Underground Distribution Sensors
Exploring the benefits of wide-area monitoring
BY TED MYERS, On-Ramp Wireless
The average citizen and business experiences over 120 minutes of electricity outage duration a year. This has a significant societal impact costing 10s to hundreds of billions of dollars annually. Furthermore, the measure of customer outage time—Systems Average Interruption Duration Index (SAIDI)—is on an upward trend as a result of aging infrastructure and other factors.
Recognizing the need to improve electric distribution system reliability, and the associated benefit to the United States, the U.S. Department of Energy (DOE) has a stated goal to achieve a 20 percent reduction in SAIDI by 2020. The DOE is working with industry, national labs, universities and other groups to research, develop and demonstrate commercially viable solutions to modernize the grid and deliver the true measurable benefits of the Smart Grid.
Though many grid assets are still above ground, many electric utilities are moving a large percentage of their distribution grid underground to improve reliability and environmental aesthetics.
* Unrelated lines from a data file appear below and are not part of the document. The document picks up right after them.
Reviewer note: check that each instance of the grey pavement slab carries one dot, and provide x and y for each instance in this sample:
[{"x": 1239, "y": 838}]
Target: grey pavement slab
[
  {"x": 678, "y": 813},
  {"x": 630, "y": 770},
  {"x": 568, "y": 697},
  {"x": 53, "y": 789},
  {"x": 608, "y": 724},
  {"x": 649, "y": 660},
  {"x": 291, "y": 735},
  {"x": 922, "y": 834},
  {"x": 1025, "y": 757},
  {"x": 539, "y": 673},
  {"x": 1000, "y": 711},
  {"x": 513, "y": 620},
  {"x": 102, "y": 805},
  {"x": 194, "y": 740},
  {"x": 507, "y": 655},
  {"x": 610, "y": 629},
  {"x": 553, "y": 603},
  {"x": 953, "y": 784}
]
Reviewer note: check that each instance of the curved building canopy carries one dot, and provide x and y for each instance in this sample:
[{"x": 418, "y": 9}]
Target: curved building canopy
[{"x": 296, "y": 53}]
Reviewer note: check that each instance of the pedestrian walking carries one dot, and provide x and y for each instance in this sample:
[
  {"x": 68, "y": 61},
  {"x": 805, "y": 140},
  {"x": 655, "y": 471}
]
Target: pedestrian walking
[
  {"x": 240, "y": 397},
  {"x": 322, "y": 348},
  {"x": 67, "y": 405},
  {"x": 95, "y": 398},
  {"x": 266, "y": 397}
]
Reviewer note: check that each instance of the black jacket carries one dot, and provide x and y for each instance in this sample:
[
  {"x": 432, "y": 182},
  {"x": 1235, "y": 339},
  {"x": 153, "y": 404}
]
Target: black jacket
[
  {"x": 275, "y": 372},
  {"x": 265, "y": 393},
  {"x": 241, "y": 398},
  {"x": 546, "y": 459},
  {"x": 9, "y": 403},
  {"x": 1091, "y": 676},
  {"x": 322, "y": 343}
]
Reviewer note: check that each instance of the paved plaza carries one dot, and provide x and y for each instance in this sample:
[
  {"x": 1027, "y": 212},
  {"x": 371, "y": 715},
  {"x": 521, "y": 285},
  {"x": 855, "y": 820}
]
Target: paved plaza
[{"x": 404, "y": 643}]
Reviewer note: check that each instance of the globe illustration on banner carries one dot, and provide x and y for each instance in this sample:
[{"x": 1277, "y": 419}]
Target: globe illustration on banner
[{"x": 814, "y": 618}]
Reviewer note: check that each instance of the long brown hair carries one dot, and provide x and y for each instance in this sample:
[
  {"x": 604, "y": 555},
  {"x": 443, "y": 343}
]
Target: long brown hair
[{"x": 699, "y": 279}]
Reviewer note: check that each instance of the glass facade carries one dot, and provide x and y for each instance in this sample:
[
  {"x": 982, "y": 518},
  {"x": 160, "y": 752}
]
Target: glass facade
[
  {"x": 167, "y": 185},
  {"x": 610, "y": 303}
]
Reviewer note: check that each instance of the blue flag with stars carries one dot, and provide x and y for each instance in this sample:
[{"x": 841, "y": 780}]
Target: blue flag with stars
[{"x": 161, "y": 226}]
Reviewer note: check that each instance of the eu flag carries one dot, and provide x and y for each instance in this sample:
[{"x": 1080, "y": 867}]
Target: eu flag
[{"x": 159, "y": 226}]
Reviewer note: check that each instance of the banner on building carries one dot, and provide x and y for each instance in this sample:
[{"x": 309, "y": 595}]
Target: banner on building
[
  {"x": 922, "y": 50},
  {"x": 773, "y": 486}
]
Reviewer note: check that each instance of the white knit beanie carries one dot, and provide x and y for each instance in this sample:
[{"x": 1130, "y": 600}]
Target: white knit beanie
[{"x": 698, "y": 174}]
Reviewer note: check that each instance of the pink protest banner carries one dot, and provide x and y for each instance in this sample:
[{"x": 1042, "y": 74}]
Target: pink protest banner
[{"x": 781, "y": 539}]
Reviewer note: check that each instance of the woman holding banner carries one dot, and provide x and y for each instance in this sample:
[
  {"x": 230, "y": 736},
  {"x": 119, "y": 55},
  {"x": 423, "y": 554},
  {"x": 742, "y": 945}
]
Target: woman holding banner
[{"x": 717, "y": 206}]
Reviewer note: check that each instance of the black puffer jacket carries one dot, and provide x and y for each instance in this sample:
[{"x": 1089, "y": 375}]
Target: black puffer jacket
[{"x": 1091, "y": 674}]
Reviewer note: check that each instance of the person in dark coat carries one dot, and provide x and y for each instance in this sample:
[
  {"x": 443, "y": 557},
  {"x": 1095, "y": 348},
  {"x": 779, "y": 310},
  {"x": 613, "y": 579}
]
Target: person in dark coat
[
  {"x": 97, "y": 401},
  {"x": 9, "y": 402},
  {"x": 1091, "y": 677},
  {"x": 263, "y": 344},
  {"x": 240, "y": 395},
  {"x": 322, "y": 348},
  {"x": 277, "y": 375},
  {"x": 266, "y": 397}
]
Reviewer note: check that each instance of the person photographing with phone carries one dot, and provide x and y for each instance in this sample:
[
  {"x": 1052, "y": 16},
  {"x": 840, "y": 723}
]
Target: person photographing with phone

In more recently developed areas, grid undergrounding is increasingly common with some utilities having over 65 percent of their circuit miles below ground. For example, California-based San Diego Gas and Electric have 70 percent of their circuit miles below ground.
With the benefits of undergrounding also come challenges. Manually troubleshooting below-ground circuits is extremely costly due to traffic obstructions, confined environments, and dangerous conditions such as flooded manholes. North American electric utilities want and need monitoring of these underground assets, but to date, Smart Grid communications technologies, such as underground distribution sensors, have not been available to reliably service these assets.